Anders B. também é tido pela polícia como autor de um atentado a bomba que atingiu o centro de Oslo e que matou sete pessoas. O ataque na capital ocorreu um pouco antes do massacre em Utøya, que totaliza, até o momento, 85 vítimas. Segundo a polícia, ainda há quatro ou cinco desaparecidos.

Ainda segundo a polícia, o atirador disparou contra os jovens durante uma hora e meia. Os policiais chegaram ao local 40 minutos depois de terem sido chamados. Sveinung Sponheim, da força policial norueguesa, afirmou que o suspeito não tentou resistir à voz de prisão.

Os investigadores procuram esclarecer se o preso teria agido sozinho. Há relatos de testemunhas de que uma segunda pessoa teria disparado contra os jovens na ilha de Utøya. A busca por corpos também prossegue – autoridades devem contar com a ajuda de um minissubmarino.

Relatos de sobreviventes

Adrian Pracon, de 21 anos, era um dos organizadores do acampamento e foi atingido por um tiro no ombro. Do hospital, onde se recupera, ele narrou por telefone às agências de notícias detalhes do massacre.

Segundo Pracon, os jovens foram reunidos numa sala para receberem a notícia da explosão na capital. "Soubemos que um policial estava a caminho e pensamos que seria bom ter um policial na ilha, até que ele começou a atirar contra as pessoas. Todos começaram a correr, ninguém poderia acreditar no que estava acontecendo. Todos correram para salvar suas vidas e tentaram fugir nadando", contou.

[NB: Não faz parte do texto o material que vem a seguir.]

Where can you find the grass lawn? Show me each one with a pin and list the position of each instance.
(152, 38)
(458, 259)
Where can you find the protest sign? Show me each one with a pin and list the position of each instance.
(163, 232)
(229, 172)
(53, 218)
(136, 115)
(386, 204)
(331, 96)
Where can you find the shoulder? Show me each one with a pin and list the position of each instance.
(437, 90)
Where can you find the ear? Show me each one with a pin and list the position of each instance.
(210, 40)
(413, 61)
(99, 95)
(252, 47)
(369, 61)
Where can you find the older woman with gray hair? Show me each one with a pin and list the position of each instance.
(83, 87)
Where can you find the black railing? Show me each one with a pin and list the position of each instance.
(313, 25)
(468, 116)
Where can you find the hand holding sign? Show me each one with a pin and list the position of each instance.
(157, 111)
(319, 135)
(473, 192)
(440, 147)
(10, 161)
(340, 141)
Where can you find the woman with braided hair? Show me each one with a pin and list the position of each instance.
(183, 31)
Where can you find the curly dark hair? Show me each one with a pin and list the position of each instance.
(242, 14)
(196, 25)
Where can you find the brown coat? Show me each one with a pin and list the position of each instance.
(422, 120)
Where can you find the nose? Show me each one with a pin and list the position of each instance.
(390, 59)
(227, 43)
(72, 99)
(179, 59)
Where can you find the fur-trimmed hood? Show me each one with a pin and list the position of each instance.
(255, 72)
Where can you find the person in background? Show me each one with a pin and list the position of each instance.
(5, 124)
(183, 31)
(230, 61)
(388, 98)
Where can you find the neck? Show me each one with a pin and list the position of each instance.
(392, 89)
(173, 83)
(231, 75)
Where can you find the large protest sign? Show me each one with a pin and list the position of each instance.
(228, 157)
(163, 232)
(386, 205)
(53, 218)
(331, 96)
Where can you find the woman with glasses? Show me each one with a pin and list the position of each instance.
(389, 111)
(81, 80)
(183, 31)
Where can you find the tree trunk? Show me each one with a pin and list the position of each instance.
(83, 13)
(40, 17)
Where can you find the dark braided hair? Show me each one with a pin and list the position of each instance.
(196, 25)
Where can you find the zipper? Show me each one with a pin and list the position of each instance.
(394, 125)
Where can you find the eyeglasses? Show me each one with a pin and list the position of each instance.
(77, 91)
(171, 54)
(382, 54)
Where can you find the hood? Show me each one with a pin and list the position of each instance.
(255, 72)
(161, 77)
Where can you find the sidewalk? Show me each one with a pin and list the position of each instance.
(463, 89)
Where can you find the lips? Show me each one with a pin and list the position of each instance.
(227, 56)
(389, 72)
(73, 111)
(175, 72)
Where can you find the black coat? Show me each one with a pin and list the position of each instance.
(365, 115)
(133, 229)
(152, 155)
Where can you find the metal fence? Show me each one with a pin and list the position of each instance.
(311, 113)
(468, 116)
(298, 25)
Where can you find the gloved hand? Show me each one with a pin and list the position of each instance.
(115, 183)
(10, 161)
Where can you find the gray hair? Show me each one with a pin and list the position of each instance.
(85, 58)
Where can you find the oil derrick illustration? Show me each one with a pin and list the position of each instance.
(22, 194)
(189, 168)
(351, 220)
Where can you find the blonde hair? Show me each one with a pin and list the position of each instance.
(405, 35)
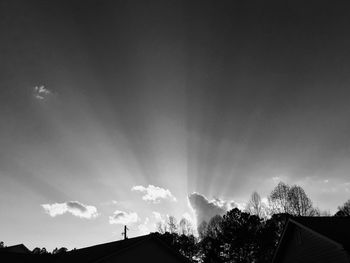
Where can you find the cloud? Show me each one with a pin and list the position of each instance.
(41, 92)
(143, 228)
(205, 209)
(154, 193)
(73, 207)
(123, 218)
(158, 217)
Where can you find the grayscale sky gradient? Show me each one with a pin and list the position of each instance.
(100, 99)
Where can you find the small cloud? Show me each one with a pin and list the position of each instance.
(276, 179)
(154, 193)
(206, 209)
(123, 218)
(158, 216)
(143, 228)
(73, 207)
(41, 92)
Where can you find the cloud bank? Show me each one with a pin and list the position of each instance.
(123, 218)
(154, 194)
(41, 92)
(205, 209)
(73, 207)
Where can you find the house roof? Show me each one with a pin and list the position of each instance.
(20, 248)
(99, 252)
(334, 229)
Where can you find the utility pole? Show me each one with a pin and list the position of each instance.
(125, 231)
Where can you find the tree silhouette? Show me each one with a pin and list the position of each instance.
(185, 227)
(344, 210)
(255, 206)
(291, 200)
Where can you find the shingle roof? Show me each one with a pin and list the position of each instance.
(20, 248)
(335, 228)
(97, 252)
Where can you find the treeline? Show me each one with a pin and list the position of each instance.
(250, 235)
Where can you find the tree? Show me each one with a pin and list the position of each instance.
(344, 210)
(278, 199)
(299, 203)
(255, 206)
(291, 200)
(202, 229)
(214, 227)
(36, 250)
(161, 227)
(240, 235)
(172, 224)
(185, 227)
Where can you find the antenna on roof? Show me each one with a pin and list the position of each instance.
(125, 231)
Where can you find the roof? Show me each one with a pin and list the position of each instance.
(20, 248)
(334, 229)
(99, 252)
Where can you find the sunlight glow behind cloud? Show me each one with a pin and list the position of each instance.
(73, 207)
(205, 209)
(123, 218)
(154, 193)
(40, 92)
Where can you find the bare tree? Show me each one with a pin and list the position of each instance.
(214, 226)
(172, 224)
(299, 203)
(161, 227)
(291, 200)
(202, 229)
(344, 210)
(279, 200)
(185, 227)
(255, 206)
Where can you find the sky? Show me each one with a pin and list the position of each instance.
(125, 112)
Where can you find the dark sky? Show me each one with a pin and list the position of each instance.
(217, 97)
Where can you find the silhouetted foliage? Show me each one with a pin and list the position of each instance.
(291, 200)
(344, 210)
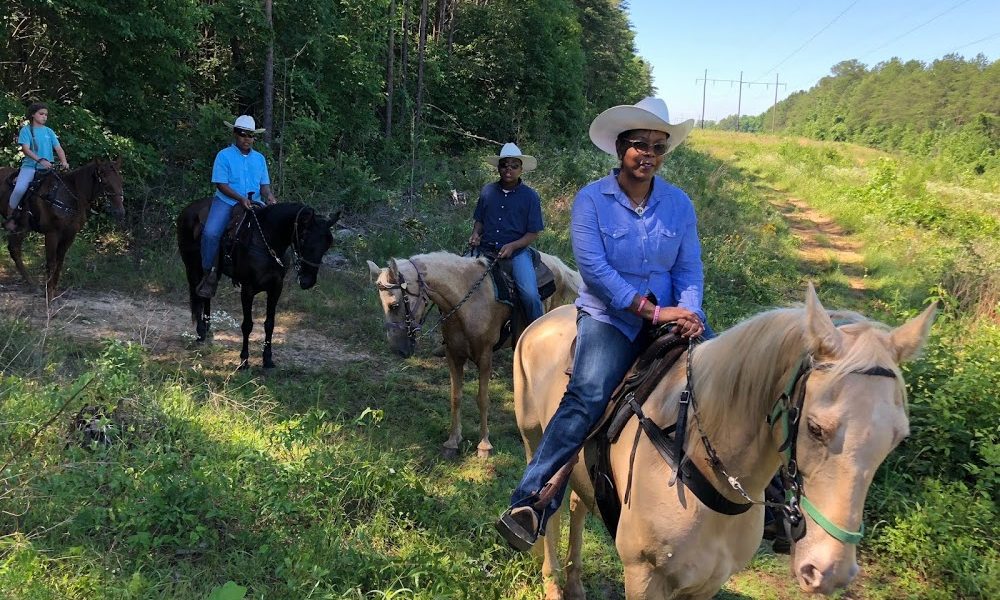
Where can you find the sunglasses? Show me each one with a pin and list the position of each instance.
(659, 148)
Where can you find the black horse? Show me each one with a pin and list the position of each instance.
(259, 264)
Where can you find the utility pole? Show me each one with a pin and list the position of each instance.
(739, 102)
(704, 84)
(774, 107)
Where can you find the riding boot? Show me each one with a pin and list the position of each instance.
(209, 283)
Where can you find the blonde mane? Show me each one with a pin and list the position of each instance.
(740, 374)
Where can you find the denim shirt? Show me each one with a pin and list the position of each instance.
(507, 215)
(621, 253)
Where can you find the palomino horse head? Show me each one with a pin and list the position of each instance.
(404, 301)
(311, 239)
(110, 185)
(819, 394)
(853, 414)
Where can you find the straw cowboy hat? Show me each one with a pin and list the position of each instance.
(510, 150)
(244, 122)
(649, 113)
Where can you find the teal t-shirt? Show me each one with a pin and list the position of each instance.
(44, 144)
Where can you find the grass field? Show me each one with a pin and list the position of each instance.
(324, 479)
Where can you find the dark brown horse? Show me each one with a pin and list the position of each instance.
(58, 210)
(259, 265)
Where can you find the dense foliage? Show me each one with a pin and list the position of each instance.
(948, 110)
(162, 74)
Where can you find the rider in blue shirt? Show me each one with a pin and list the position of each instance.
(38, 143)
(635, 240)
(239, 172)
(508, 218)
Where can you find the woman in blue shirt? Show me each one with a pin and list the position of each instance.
(38, 143)
(635, 240)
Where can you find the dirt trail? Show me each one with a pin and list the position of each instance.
(822, 243)
(165, 328)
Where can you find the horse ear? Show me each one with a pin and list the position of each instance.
(909, 338)
(824, 339)
(373, 270)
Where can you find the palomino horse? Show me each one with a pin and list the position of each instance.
(407, 288)
(59, 211)
(671, 545)
(260, 265)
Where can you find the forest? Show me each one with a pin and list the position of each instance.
(947, 111)
(323, 478)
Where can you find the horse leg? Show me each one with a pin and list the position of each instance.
(485, 363)
(456, 369)
(53, 262)
(272, 304)
(577, 516)
(14, 243)
(550, 556)
(246, 297)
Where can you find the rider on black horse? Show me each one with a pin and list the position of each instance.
(38, 143)
(239, 173)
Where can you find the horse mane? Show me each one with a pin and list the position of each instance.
(740, 374)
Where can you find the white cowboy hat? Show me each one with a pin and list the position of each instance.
(244, 122)
(510, 150)
(649, 113)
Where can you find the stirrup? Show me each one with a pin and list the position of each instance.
(519, 527)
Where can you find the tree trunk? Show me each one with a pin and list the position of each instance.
(420, 59)
(390, 56)
(268, 116)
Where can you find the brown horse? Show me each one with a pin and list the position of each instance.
(848, 393)
(444, 279)
(58, 210)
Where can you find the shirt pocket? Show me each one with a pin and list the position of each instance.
(621, 250)
(667, 244)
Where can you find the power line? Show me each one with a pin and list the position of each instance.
(815, 35)
(987, 38)
(927, 22)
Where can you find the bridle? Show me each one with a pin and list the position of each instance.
(787, 411)
(411, 324)
(296, 244)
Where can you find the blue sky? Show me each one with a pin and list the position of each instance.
(762, 39)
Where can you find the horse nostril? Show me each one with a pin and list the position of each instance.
(811, 577)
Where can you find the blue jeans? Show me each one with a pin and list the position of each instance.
(215, 226)
(527, 283)
(603, 356)
(24, 177)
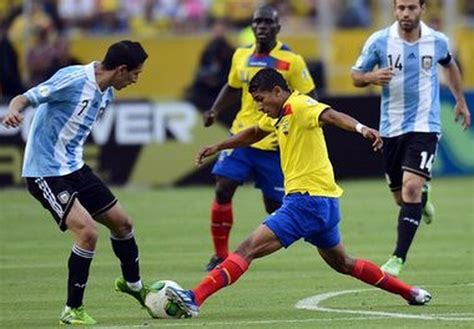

Depois de ferido, Pracon publicou um post no Twitter, dizendo que havia um tiroteio na ilha e que havia mortos. O jovem contou que nadou por centenas de metros até começar a perder o fôlego. "Então eu tive que nadar de volta, e quase não consegui chegar. Quando cheguei, ele estava de pé, com a arma apontada para a minha cabeça. Eu rezei para ele não puxar o gatilho, e ele não atirou."

O sobrevivente afirmou que viu o atirador em ação três vezes: ele parecia "calmo, relaxado, no controle da situação", e "parecia ter saído de um filme". Pracon diz que o evento trágico não deve motivá-lo a desistir da política: "Nós continuamos lutando e estamos juntos, então nós iremos conseguir e agora nós seremos mais fortes do que nunca. Nós lutaremos por justiça."